As companies grow, processes become bloated, ownership diffuses, and signal degrades. The result is slower decisions, eroding accountability, and a standard that quietly drops before anyone names it. The pattern we see most often: a company that hired with sharp instinct at seed loses that edge by Series B, not because the bar dropped, but because the system was never built to carry the bar forward.
We worked with a founder who had spent twelve months hiring from their network. It worked well enough to get to twenty people. But there was no foundation underneath it: no structured interview process, no scorecards, no feedback loops. Scorecards are not bureaucracy. They are the mechanism by which a founder’s instinct gets translated into a repeatable standard that holds as the team grows. Our guidance was to sequence the build deliberately: external recruiting support to fill immediate pipeline, and a first internal talent lead to build the infrastructure that would outlast any single search. Neither alone would have been sufficient.
High-signal hiring systems preserve that standard through structure, not despite it. Clear decision ownership. A small number of strong interviewers who know exactly what they are evaluating. Excellence in hiring is not about polish. It is about consistency and care, applied at every stage, not just the close. The companies that maintain their standard at scale treat hiring as a product: iterating constantly, measuring what matters. The question every founder should be able to answer before their next hire: who owns this decision, what are we evaluating, and how will we know if we got it wrong?
The Real Moat
Every advantage a resilience company builds is eventually pressured by better-capitalized competitors, shifting programs, or a market that catches up faster than expected. What does not get pressured in the same way is the quality of judgment inside the organization. Not because great people stay forever, but because the decisions they make and the standards they set compound into something structural.

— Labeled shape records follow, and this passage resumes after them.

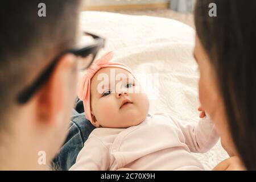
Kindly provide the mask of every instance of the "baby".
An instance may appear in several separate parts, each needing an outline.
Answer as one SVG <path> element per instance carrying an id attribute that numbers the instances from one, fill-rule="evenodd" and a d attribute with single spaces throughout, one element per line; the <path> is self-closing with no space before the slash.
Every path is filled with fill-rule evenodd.
<path id="1" fill-rule="evenodd" d="M 218 140 L 210 119 L 184 125 L 167 114 L 148 116 L 141 86 L 112 57 L 96 61 L 80 84 L 85 116 L 97 128 L 69 170 L 203 170 L 191 152 L 206 152 Z"/>

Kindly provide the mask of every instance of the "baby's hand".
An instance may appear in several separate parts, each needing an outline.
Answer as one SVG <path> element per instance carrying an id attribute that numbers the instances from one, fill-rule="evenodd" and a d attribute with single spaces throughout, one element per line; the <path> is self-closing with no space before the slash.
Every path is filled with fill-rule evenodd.
<path id="1" fill-rule="evenodd" d="M 198 110 L 200 111 L 199 114 L 199 117 L 200 118 L 203 118 L 206 116 L 205 111 L 204 110 L 204 109 L 203 109 L 203 107 L 201 106 L 200 106 L 198 107 Z"/>

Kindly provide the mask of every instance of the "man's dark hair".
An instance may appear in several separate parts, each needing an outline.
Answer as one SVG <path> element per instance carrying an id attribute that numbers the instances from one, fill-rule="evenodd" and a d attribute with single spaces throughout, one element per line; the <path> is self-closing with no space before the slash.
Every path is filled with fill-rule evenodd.
<path id="1" fill-rule="evenodd" d="M 210 3 L 217 17 L 210 17 Z M 236 148 L 256 170 L 256 1 L 198 0 L 199 39 L 214 68 Z"/>
<path id="2" fill-rule="evenodd" d="M 0 127 L 17 94 L 75 43 L 80 0 L 5 1 L 0 5 Z M 40 3 L 46 16 L 40 17 Z"/>

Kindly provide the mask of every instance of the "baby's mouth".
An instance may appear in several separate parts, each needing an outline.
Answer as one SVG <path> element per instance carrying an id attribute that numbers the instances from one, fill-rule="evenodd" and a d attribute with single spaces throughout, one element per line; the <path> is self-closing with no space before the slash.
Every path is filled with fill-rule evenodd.
<path id="1" fill-rule="evenodd" d="M 133 104 L 133 102 L 132 102 L 131 101 L 129 100 L 123 100 L 123 102 L 122 102 L 122 104 L 121 106 L 120 106 L 119 109 L 122 109 L 123 107 L 125 107 L 130 104 Z"/>

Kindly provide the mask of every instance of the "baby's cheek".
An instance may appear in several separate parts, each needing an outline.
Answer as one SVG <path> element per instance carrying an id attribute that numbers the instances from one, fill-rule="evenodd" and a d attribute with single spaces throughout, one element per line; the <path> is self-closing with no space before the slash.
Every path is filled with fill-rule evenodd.
<path id="1" fill-rule="evenodd" d="M 114 120 L 117 113 L 115 109 L 109 102 L 104 101 L 98 104 L 97 119 L 101 123 L 102 125 L 106 126 L 110 122 Z"/>

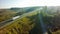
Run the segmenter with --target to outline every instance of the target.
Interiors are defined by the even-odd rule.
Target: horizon
[[[60,6],[59,0],[0,0],[0,9],[12,7]]]

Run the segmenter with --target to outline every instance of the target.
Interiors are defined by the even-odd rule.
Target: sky
[[[60,6],[60,0],[0,0],[0,8]]]

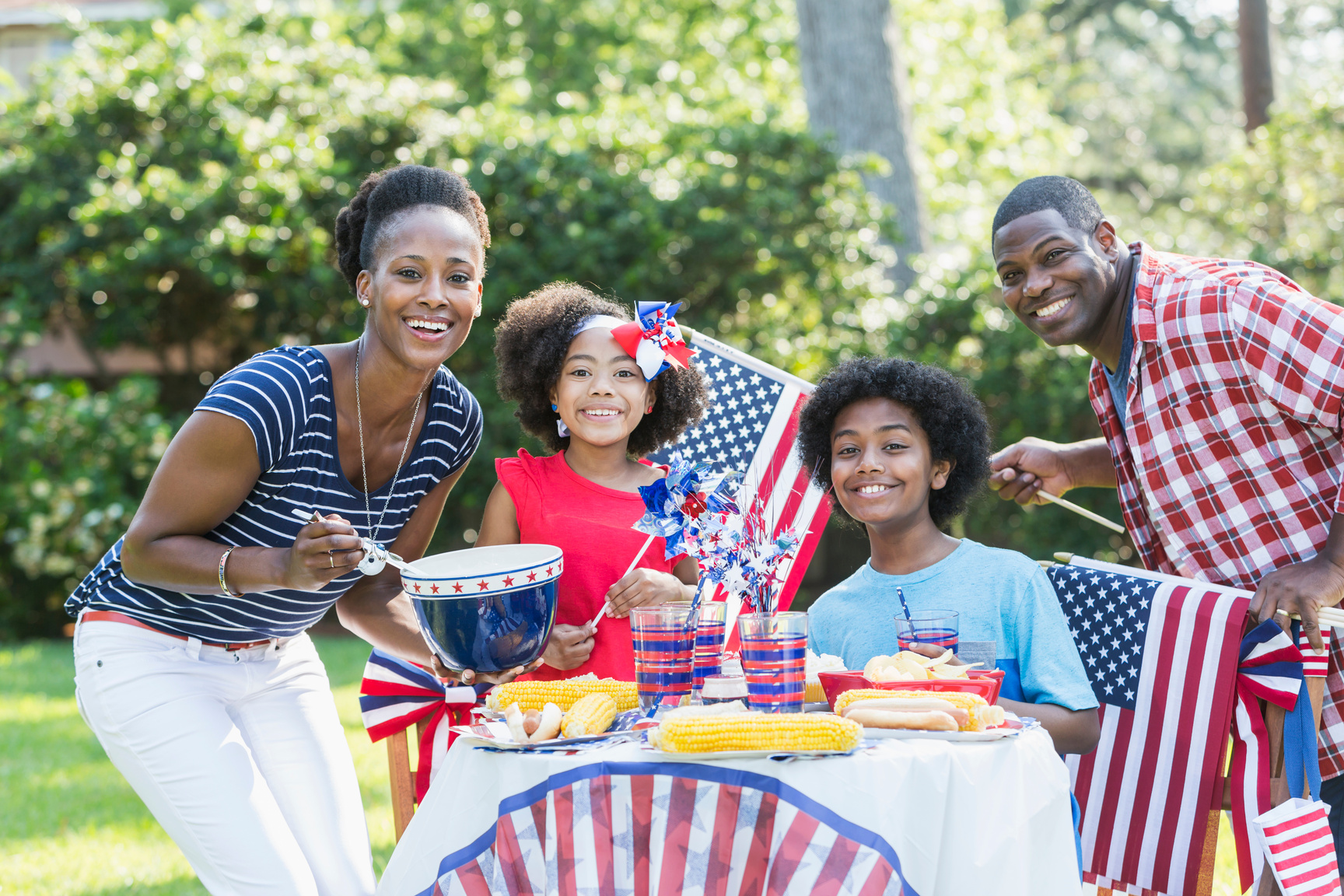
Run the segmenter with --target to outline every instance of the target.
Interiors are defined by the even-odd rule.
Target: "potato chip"
[[[919,660],[915,660],[909,653],[902,653],[899,657],[896,657],[895,666],[900,672],[909,672],[915,678],[915,681],[923,681],[929,678],[929,670],[925,669],[925,665],[919,662]]]
[[[895,660],[887,656],[874,657],[868,662],[863,664],[863,676],[868,681],[872,681],[872,676],[878,669],[886,669],[892,662],[895,662]]]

The most defensible assets in resilience are the hardest ones to put in a model. A product can be benchmarked. A contract can be valued. A market position can be mapped. What resists quantification is what happens to a team that has shipped under pressure, iterated under constraint, and stayed aligned through the hardest parts of building in a category that does not forgive mistakes. The one thing competitors cannot acquire, copy, or outspend is a team that has earned its judgment.